Nesse contexto, onde a natureza se faz tão presente, parece desnecessário falar sobre a riqueza da fauna. Há bichos de tudo quanto é forma e espécie, aves ostentando os coloridos mais variados. Coisas que se vê e a memória nunca mais consegue esquecer.

Poluição, uma ameaça que paira; e o Vale pode se transformar em deserto - Por tudo que se observa no Vale do Quilombo, só se pode lamentar ainda mais o que o progresso indiscriminado fez no município vizinho, Cubatão.
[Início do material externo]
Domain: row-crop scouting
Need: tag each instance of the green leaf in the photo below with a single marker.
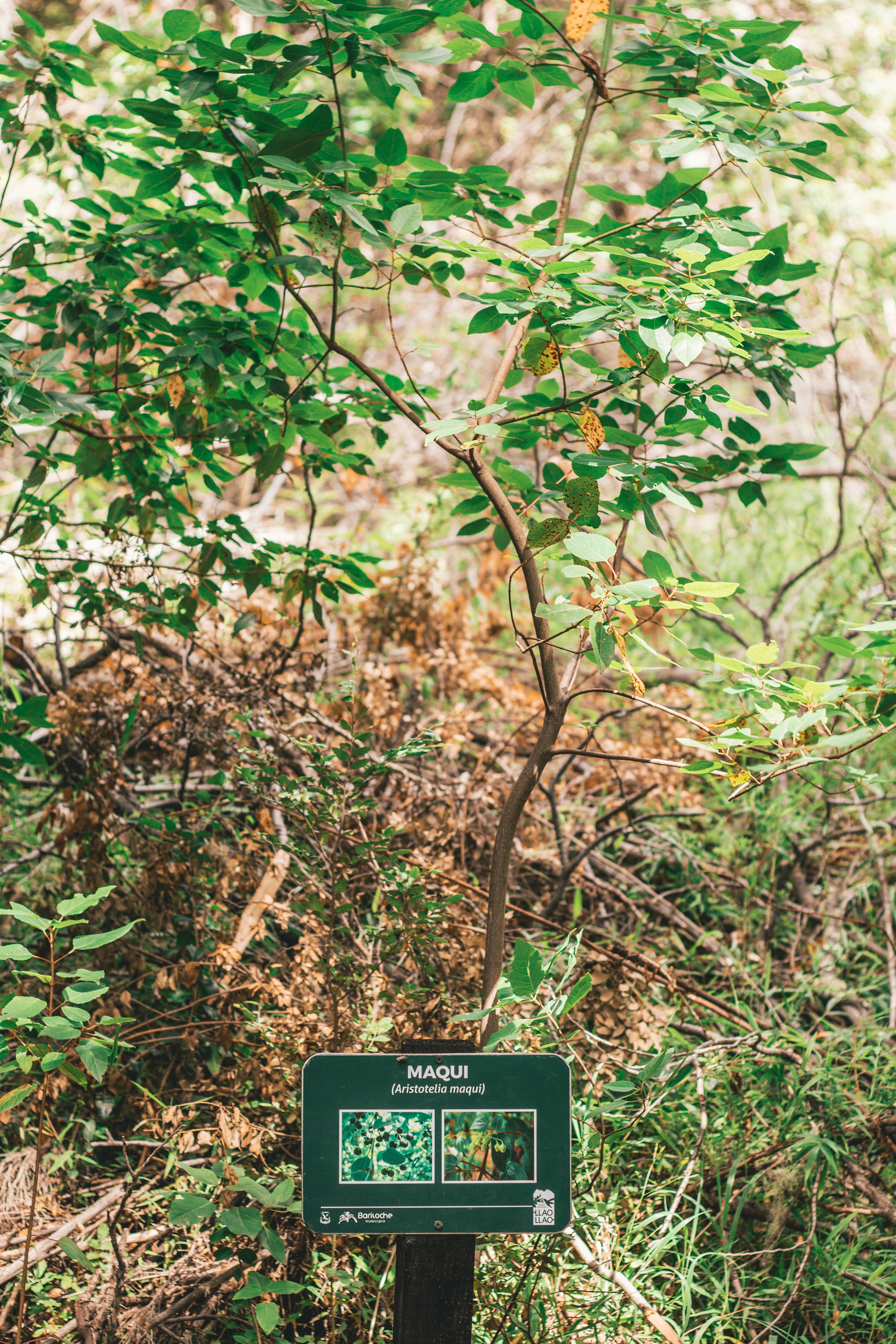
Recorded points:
(189, 1210)
(602, 643)
(73, 1250)
(131, 42)
(304, 139)
(526, 971)
(262, 9)
(275, 1244)
(487, 320)
(283, 1194)
(717, 92)
(268, 1316)
(562, 613)
(612, 194)
(14, 1098)
(738, 261)
(23, 1006)
(473, 84)
(181, 25)
(811, 170)
(34, 712)
(197, 85)
(711, 591)
(792, 452)
(95, 1057)
(656, 566)
(516, 81)
(391, 148)
(258, 1284)
(765, 655)
(85, 996)
(87, 943)
(27, 752)
(578, 992)
(78, 904)
(592, 546)
(60, 1029)
(15, 952)
(406, 220)
(546, 531)
(510, 1031)
(242, 1222)
(835, 644)
(159, 182)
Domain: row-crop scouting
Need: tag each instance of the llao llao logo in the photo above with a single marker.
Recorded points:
(543, 1209)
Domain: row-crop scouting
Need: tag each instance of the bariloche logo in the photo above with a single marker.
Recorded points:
(543, 1209)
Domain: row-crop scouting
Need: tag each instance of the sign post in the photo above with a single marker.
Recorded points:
(436, 1144)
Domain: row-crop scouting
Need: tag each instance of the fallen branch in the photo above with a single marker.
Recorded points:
(253, 916)
(613, 1276)
(42, 1249)
(692, 1160)
(811, 1242)
(882, 1202)
(656, 902)
(867, 1283)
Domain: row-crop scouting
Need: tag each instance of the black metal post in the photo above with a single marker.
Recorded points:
(434, 1273)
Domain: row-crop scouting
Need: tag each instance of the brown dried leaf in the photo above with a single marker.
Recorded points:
(583, 15)
(547, 361)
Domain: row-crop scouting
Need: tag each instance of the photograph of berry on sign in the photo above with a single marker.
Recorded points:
(436, 1143)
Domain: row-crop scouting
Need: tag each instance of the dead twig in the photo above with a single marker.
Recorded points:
(613, 1276)
(692, 1160)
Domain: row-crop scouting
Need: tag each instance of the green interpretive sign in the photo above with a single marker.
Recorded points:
(436, 1143)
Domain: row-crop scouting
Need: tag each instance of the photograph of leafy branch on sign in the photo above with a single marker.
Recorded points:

É simplesmente violento o contraste entre aquela luxuriante área quase virgem e a vegetação rasteira, raquítica e calcinada do Vale do Rio Mogi, onde se situam as indústrias.

Imaginem se não parece cena de filme de ficção científica: a mesma montanha apresenta uma de suas encostas cheia de árvores secas, formando um imenso paliteiro; e outro lado, coberto por um verde exuberante, não atingido pela poluição. É isso que se vê no morro que separa os vales do Rio Quilombo e do Rio Mogi.
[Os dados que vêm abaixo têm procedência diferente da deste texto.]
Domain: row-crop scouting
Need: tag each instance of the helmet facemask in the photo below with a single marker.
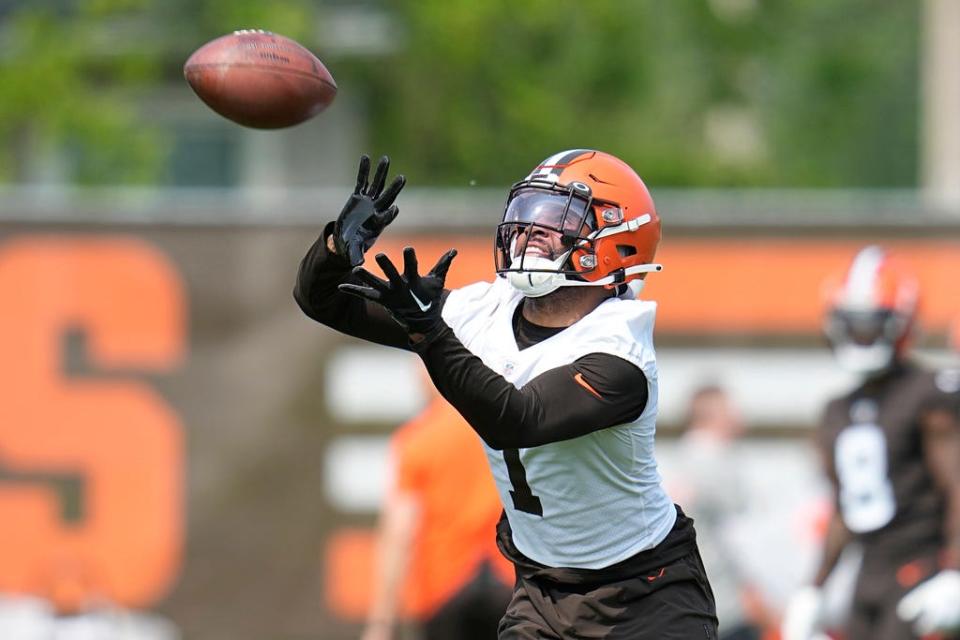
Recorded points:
(545, 235)
(866, 342)
(871, 313)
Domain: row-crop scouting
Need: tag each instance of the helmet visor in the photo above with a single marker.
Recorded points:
(863, 328)
(565, 212)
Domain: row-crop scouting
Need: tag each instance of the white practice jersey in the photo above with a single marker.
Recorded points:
(600, 494)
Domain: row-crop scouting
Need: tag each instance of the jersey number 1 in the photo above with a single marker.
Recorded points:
(523, 498)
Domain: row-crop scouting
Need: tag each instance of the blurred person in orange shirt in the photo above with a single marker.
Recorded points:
(437, 555)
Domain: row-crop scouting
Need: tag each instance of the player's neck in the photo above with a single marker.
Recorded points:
(564, 306)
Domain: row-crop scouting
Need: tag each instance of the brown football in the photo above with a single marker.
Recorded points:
(260, 79)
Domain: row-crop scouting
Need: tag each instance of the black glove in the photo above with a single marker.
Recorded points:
(412, 300)
(368, 211)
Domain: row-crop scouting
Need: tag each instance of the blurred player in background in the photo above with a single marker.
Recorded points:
(553, 366)
(707, 478)
(892, 451)
(437, 551)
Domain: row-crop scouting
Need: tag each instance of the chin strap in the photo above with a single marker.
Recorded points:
(615, 278)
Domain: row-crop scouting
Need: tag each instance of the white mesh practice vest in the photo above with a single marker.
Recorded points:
(599, 494)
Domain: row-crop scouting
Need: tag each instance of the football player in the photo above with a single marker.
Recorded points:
(892, 451)
(553, 365)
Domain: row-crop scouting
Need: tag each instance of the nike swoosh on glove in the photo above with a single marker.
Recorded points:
(933, 606)
(413, 300)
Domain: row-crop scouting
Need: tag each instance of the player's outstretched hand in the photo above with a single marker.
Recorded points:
(413, 300)
(368, 211)
(933, 606)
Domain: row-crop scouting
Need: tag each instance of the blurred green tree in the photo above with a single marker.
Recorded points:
(692, 93)
(74, 74)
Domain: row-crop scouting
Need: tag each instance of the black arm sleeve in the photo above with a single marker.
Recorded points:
(317, 294)
(592, 393)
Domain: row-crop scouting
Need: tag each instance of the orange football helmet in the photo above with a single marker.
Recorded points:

Os poluentes emanados pelas indústrias de Cubatão podem comprometer a região do Quilombo? Por quanto tempo mais ela resistirá?

Ninguém sabe com exatidão, mas não falta quem diga que o Vale do Quilombo está com os dias contados. Inclusive porque um estudo da Cetesb - Degradação da Vegetação na Serra do Mar - apresenta um diagnóstico bem negativo em relação a uma área bem próxima ao Vale do Quilombo.

O estudo assegura que desapareceram por completo as árvores com mais de 10 metros de altura e aquelas entre 50 centímetros e dois metros. Lembra ainda que as árvores de maior porte, remanescentes, apresentam-se despojadas de folhas e até desgalhadas, completamente secas, e que os vegetais menores mostram, de maneira geral, "estrutura foliar rala e danificada, com folhas queimadas e alteradas em termos de coloração natural".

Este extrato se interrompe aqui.